Prologue
Leonardo Kaysar raised his smartie and turned on the camera to snap a few shots of the disaster before him. Clothes lay all over the room, clothes his fiancée had bought on her own, that she wasn’t supposed to wear, bought for purposes she wasn’t supposed to have. Clothes and ridiculous trinkets spilling out of boxes and drawers all at once. Leonardo moved to the bureau and shot a still of the overflowing jewelry box, again considering the excessive new purchases, most still with tags.
“Mr. Kaysar? We’re here.”
Leonardo shifted his gaze to the two girls waiting just over the threshold of the bedroom, Ariel and Deirdre. “Catalog the anomalies and get the cleaners here right away.” He stepped past them back into the living room and surveyed the apartment with a practiced eye. “Bloody hell,” he muttered. “How did she get so far off the baseline?”
Clearly flustered by Leonardo, Dee gestured to the entirety of the place, her stylus shaking between her fingers. “How soon before we bring in the next case? The apartment is going to need-“
“Flip it immediately. And make sure it gets a good cleaning. Get this crap off the floor.”
Ariel bent down and ran her fingers across the parquetry, which was speckled with a dark, oily substance. Leonardo followed her gaze. The floor was oddly pitted, and the black squares of the harlequin pattern seemed to be buckling.

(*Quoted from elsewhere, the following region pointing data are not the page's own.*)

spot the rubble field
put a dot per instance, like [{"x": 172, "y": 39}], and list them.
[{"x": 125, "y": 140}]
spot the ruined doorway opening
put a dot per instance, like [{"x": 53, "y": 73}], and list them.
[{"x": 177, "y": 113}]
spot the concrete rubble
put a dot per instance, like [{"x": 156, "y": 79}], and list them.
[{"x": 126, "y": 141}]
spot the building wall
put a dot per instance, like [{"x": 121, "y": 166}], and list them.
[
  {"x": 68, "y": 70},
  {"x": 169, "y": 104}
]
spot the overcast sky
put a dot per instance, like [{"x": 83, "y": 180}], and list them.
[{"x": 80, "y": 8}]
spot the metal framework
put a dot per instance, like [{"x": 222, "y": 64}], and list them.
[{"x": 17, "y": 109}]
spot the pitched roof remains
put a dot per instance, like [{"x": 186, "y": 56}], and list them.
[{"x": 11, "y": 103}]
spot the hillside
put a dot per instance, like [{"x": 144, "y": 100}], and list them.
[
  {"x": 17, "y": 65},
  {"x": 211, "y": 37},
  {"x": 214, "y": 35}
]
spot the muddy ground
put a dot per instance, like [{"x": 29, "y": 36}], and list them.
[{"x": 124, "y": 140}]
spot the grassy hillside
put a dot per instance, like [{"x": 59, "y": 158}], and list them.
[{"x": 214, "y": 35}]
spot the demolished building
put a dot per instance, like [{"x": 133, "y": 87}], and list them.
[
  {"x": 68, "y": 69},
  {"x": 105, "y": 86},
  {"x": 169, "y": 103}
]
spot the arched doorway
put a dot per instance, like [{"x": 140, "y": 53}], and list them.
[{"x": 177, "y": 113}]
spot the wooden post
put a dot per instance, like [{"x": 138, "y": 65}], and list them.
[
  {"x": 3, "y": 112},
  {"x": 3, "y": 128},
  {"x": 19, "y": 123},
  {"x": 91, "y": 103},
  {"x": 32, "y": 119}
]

The overall degradation of the apartment was completely incongruous with the woman who lived here, with her designer clothes and perfectly coiffed hair.
Leonardo tapped his wingtip against the floor, pressing down gently until the black square softened under the pressure. “Time is so unstable,” he said with a sigh. “I can move it around but I’ve never been able to quite capture it.” He looked up at Ariel, who was watching him intently. He pointed to his shoe and the stickiness beneath. “It’s as thick and physical a thing as this floor under our feet, yet as thin and intangible as the air all around us.”
Dee ran her fingers over the pockmarked floor. “Is this from her stilettos? This might be hard to-“
The sound of the door scanner echoed down the hall. Dee looked up nervously. Ariel seemed to steel herself. All three of them looked at the door; Ariel ushered Dee back toward the bedroom.
Leonardo’s fiancée stepped over the threshold. “Baby,” she cried in delight. “You’re early!” The lovely brunette surged across the room and threw herself at him, the emerald chiffon of her summer dress floating like plumage in her wake. Leonardo managed to stay upright, but he did not put his arms around her tightly enough. She stumbled on her heels and fell into the wall, an awkward, embarrassing movement that left a smear of lipstick on the white paint.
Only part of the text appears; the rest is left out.